Average returns by minute bar and signal quantile
To this end, we compute the quintiles and deciles of the model's fwd1min
predictions for each minute:
Descriptive statistics of intraday returns by quintile and decile of model predictions
Next, we compute the average one-minute returns for each quintile / decile and minute.
The returns per minute, averaged over the 23-months period, increase by quintile/decile and range from -.3 (-.4) to .27 (.37) basis points for the bottom and top quintile (decile), respectively. While this aligns with the finding of a weakly positive rank correlation coefficient, it also suggests that such small gains are unlikely to survive the impact of trading costs.
Cumulative Performance by Quantile
To simulate the performance of our naive strategy that trades all available stocks every minute, we simply assume that we can reinvest (including potential gains/losses) every minute.
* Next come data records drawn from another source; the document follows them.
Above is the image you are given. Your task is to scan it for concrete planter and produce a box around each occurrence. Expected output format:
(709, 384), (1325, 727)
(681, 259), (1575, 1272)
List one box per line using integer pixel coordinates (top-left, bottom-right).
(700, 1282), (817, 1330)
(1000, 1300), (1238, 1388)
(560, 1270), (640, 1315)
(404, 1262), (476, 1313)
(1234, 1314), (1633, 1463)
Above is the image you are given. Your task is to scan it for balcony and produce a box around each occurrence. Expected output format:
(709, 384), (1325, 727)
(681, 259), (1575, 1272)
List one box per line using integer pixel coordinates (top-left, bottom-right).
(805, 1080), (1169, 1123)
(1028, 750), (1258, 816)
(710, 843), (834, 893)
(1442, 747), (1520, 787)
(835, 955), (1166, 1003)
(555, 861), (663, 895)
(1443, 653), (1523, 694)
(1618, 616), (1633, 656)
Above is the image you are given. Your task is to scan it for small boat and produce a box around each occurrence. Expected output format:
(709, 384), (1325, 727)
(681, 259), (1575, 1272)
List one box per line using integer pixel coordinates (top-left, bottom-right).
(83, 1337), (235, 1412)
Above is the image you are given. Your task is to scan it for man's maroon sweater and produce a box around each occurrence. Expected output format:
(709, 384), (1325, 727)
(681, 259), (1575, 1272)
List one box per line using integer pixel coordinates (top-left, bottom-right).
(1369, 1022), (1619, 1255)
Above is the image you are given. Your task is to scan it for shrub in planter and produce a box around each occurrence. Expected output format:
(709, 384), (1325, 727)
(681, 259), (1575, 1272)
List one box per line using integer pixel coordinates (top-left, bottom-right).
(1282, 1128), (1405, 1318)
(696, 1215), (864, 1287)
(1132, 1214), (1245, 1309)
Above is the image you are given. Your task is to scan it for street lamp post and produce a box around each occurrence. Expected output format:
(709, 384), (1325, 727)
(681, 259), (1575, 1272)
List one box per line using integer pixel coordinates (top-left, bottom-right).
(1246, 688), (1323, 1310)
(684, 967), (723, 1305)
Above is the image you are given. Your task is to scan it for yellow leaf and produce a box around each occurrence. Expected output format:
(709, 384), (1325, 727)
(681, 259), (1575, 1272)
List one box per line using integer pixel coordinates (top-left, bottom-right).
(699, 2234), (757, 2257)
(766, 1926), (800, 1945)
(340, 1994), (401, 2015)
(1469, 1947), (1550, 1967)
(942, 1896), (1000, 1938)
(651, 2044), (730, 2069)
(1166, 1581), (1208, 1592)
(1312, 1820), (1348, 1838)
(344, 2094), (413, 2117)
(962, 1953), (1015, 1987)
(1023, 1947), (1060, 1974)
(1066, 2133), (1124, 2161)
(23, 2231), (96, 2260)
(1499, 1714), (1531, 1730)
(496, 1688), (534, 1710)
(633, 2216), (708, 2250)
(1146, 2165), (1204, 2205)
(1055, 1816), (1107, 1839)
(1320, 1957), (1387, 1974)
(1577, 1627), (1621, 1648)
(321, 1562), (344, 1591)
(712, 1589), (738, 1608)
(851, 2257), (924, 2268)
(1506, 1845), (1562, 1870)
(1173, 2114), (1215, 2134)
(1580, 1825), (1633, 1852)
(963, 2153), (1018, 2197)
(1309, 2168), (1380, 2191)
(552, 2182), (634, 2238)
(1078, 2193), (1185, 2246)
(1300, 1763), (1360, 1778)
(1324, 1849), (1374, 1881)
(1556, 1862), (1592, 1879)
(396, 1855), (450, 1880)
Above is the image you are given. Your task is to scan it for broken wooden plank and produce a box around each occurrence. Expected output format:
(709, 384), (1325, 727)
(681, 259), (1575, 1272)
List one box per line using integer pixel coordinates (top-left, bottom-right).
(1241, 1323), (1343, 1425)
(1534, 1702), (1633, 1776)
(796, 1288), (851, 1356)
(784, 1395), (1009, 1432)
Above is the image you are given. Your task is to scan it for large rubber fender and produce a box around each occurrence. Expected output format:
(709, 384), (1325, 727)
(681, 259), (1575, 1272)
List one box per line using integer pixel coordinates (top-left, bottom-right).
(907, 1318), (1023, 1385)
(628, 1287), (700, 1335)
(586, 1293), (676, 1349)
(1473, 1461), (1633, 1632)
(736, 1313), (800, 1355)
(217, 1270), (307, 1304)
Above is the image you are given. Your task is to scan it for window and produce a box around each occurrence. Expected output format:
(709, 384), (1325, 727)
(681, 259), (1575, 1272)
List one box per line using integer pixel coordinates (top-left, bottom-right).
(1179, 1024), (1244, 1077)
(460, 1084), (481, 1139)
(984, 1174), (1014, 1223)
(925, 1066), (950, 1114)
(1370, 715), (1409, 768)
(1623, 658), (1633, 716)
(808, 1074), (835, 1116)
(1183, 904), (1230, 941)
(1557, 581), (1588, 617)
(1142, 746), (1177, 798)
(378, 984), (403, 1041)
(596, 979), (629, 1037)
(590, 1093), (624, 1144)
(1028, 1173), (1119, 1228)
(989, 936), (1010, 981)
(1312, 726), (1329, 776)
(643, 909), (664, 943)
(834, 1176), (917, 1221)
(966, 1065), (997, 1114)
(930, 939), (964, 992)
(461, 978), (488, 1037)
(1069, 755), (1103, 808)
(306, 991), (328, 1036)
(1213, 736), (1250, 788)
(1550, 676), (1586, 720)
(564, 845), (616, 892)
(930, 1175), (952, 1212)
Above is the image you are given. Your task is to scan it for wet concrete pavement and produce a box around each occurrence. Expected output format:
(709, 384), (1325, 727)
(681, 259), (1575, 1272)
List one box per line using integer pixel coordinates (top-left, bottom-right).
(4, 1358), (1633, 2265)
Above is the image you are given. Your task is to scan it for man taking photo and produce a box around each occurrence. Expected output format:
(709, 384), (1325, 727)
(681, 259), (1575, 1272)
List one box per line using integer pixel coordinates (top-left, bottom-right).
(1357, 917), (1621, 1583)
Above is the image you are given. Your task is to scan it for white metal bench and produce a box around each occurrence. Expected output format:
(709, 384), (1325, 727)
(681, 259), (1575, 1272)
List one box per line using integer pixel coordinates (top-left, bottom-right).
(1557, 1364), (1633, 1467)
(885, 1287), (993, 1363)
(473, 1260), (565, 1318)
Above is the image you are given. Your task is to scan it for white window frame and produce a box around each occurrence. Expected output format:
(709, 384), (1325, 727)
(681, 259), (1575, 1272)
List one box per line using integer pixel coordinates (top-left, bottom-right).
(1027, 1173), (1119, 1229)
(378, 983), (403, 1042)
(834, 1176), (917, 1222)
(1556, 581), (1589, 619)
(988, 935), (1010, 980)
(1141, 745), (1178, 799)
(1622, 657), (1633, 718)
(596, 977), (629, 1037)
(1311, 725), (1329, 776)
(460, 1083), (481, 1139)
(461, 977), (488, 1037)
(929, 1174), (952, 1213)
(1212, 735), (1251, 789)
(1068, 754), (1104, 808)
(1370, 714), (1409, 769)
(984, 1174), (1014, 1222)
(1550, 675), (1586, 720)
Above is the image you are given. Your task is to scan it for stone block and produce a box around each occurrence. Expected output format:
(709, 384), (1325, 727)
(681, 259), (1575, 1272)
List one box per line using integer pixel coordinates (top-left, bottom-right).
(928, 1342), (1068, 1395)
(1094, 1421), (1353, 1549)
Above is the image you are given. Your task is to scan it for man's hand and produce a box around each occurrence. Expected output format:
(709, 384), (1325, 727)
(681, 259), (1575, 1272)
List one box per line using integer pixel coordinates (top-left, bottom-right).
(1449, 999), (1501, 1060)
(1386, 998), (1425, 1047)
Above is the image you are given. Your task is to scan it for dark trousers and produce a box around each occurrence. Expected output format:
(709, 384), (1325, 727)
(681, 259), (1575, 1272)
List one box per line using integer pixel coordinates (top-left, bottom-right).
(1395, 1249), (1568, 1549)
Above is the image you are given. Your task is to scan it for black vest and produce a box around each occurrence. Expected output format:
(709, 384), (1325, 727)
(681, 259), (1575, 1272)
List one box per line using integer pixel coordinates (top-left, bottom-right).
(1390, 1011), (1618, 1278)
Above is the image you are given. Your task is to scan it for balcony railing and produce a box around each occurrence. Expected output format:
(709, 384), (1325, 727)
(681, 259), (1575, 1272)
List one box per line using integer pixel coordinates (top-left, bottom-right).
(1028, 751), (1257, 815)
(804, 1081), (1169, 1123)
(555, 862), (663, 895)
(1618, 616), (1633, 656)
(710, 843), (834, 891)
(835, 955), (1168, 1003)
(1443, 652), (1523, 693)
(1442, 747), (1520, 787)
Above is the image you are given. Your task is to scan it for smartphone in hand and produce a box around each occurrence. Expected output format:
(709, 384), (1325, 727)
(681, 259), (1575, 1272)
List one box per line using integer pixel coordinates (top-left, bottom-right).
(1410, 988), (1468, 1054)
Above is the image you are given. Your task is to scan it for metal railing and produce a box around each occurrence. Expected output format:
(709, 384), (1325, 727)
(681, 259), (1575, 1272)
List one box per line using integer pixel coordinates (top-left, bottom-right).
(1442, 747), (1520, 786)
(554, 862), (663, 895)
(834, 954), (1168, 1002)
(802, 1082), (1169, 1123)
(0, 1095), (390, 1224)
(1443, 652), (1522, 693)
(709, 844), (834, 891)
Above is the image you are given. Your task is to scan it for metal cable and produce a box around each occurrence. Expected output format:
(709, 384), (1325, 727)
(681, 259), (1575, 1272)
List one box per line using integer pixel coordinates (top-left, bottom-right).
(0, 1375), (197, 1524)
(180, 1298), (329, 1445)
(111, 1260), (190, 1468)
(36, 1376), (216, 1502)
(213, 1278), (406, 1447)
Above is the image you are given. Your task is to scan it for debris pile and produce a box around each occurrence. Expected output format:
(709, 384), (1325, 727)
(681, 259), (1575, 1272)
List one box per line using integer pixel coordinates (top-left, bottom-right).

To check for the sensitivity with respect for trading cost, we can assume they are a constant number (fraction) of basis points, and subtract this number from the minute-bar returns.
Without trading costs, the compounding of even fairly small gains leads to extremely large cumulative profits for the top quantile. However, these disappear as soon as we allow for minuscule trading costs that reduce the average quantile return close to zero.
Without trading costs
With extremely low trading costs
Feature Importance
We'll take a quick look at the features that most contributed to improving the IC across the 23 folds:
The top features from a conventional feature importance perspective are the ticker, followed by NATR, minute of the day, latest 1m return and the CCI:
Explore with greater accuracy and in more detail how feature values affect predictions using SHAP values as demonstrated in various other notebooks in this Chapter and the appendix!
Conclusion
We have seen that a relatively simple gradient boosting model is able to achieve fairly consistent predictive performance that is significantly better than a random guess even on a very short horizon.
However, the resulting economic gains of our naive strategy of frequently buying/(short-)selling the top/bottome quantiles are too small to overcome the inevitable transaction costs. On the one hand, this demonstrates the challenges of extracting value from a predictive signal. On the other hand, it shows that we need a more sophisticated backtesting platform so that we can even begin to design and evaluate a more sophisticated strategy that requires far fewer trades to exploit the signal in our ML predictions.
In addition, we would also want to work on improving the model by adding more informative feature, e.g. based on the quote/trade info contained in the Algoseek data, or by fine-tuning our model architecture and hyperparameter settings.